Elastic Potential Energy in a Stretched Wire
When a wire experiences tensile stress, work must be done against the inter-atomic forces to elongate the wire. The work done on the wire is stored as elastic potential energy, which can be released when the wire returns to its original length after the force is removed.
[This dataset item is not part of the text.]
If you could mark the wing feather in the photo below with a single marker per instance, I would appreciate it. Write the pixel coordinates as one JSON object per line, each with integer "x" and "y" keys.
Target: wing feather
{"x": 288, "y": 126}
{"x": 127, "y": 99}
For a wire of original length L and cross-sectional area A subjected to a deforming force F, if the length is elongated by a small amount l, we can establish the relationship:
Mathematical Relationships
Using Young's modulus (Y) which relates stress (σ) and strain (ε), we can express the work done (W) in increasing the length of the wire:
- The force can be described as:
$$F = YA \frac{l}{L}$$
- The incremental work done, $dW$ is related to the force and an infinitesimal change in length, leading to:
$$dW = F \cdot dl = YA \frac{l}{L} dl$$
- The total work done in stretching from length L to L + l can be integrated:
$$W = \int_0^{l} \frac{1}{2} YA \frac{l}{L} dl = \frac{1}{2} Y \cdot \text{strain}^2 \cdot \text{volume of the wire}$$
- Hence, the elastic potential energy per unit volume is:
$$u = \frac{1}{2} \sigma \epsilon$$
This relationship illustrates that the stored elastic potential energy is not just a function of the material properties but also of the geometry and the deformation applied.